Justice Minister David Lametti, Health Minister Patty Hajdu, and Disability Inclusion Minister Carla Qualtrough said the new legislation strikes a proper balance between wide-spread Canadian support for expanded MAiD, and protecting the vulnerable through strong legislative safeguards.

“Safeguards? My left foot!” Hyatt snorts. “They’re taking out some of the most important ones. I’m terrified by what they’ve introduced.”

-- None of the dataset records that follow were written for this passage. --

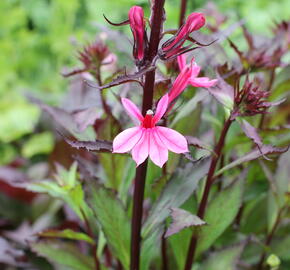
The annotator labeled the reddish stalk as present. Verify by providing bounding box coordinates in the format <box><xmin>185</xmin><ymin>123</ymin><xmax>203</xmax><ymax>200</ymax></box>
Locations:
<box><xmin>184</xmin><ymin>116</ymin><xmax>233</xmax><ymax>270</ymax></box>
<box><xmin>81</xmin><ymin>209</ymin><xmax>101</xmax><ymax>270</ymax></box>
<box><xmin>161</xmin><ymin>229</ymin><xmax>168</xmax><ymax>270</ymax></box>
<box><xmin>257</xmin><ymin>207</ymin><xmax>284</xmax><ymax>270</ymax></box>
<box><xmin>179</xmin><ymin>0</ymin><xmax>187</xmax><ymax>27</ymax></box>
<box><xmin>130</xmin><ymin>0</ymin><xmax>165</xmax><ymax>270</ymax></box>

Hyatt says true safeguards are impossible anyway when the thinking behind MAiD is so fundamentally flawed.

“We have to be mindful that disabled Canadians often have fewer choices in terms of where they live, where they work, their income, and the supports they have access to. We have Canadians needing access to palliative care and not getting it, needing access to support to help them live in the community outside of institutions and not getting it, needing access to greater pain management and not getting it. As long as we have that situation, where is the free choice to die when you do not have a free choice in where and how you live?” 

Lametti, Hajdu and Qualtrough told reporters at the press conference they’re satisfied that an month-long online consultation that drew 300,000 responses, as well as round table meetings held with stakeholders across the country, provided qualitative and anecdotal evidence of strong support for the proposed MAiD changes. The three ministers said that while the process was under intense pressure to meet a deadline imposed by a Quebec court order, their respective departments were able to crunch the numbers and process the verbatim responses adequately.

“Our departments can walk and chew gum at the same time,” Hajdu joked. 

But Nicole Scheidl, executive director of Canadian Physicians for Life, scoffed at the effectiveness of the consultation. One person reported submitting 80 online responses to the questions that were clearly “biased” to get answers supporting expansion of MAiD. 

“As far as the (round table) meetings go, they cherry picked who they met with. They only met with pro-MAiD groups,” Scheidl said.

She noted among the most worrisome of the amendments is the dropping of a requirement for consent to be given twice before MAiD is performed. The existing law requires consent at the time eligibility is granted, and again before termination of life occurs. Under the new law, once consent is given, there will be no need for medical staff to confirm it before, say, administering a lethal injection.

Scheidl said that flies in the face of Supreme Court of Canada rulings that consent is valid only when received before a given act takes place. 

“The Supreme Court says that if you consent to sex, but then you go unconscious, your consent is automatically withdrawn. But (under the MAiD amendments) you can be killed without having to consent before you’re killed. It seems sex is more important than death.”

Scheidl says her group will focus its legislative fight on amending the legislation to give real protection to doctors who have a conscience objection to providing MAiD in the first place. Such measures are vitally needed, she contends, because in the four years since medically assisted death was introduced in Canada, the whole health care system has begun to pressure all medical practitioners into accepting it.
 
 “They've removed all advocates in the system for patients who have challenging, um, issues, right? There's no one to advocate for them anymore. And the pro-MAiD healthcare providers want to make sure everyone's on side. If you have a conscientious objection, or even if you feel uncomfortable with providing MAiD because you don't think a person really qualifies, you're just going to get driven over. 

“It's really poisoned the medical profession. It's becoming more and more challenging to find an area of medicine that you can practice in without being part of this regime.”

Scheidl warns the most terrifying thing about MAiD, exemplified by this week’s amendments and its further expansion later this year, is that it sounds the death knell for the Canadian healthcare system.
 
 “They will destroy the medical profession completely in Canada because the only people who will go into medicine will be those who are very comfortable with providing MAiD. Those who don’t want to be part of it will have to find something else to do, which will severely limit patient access.”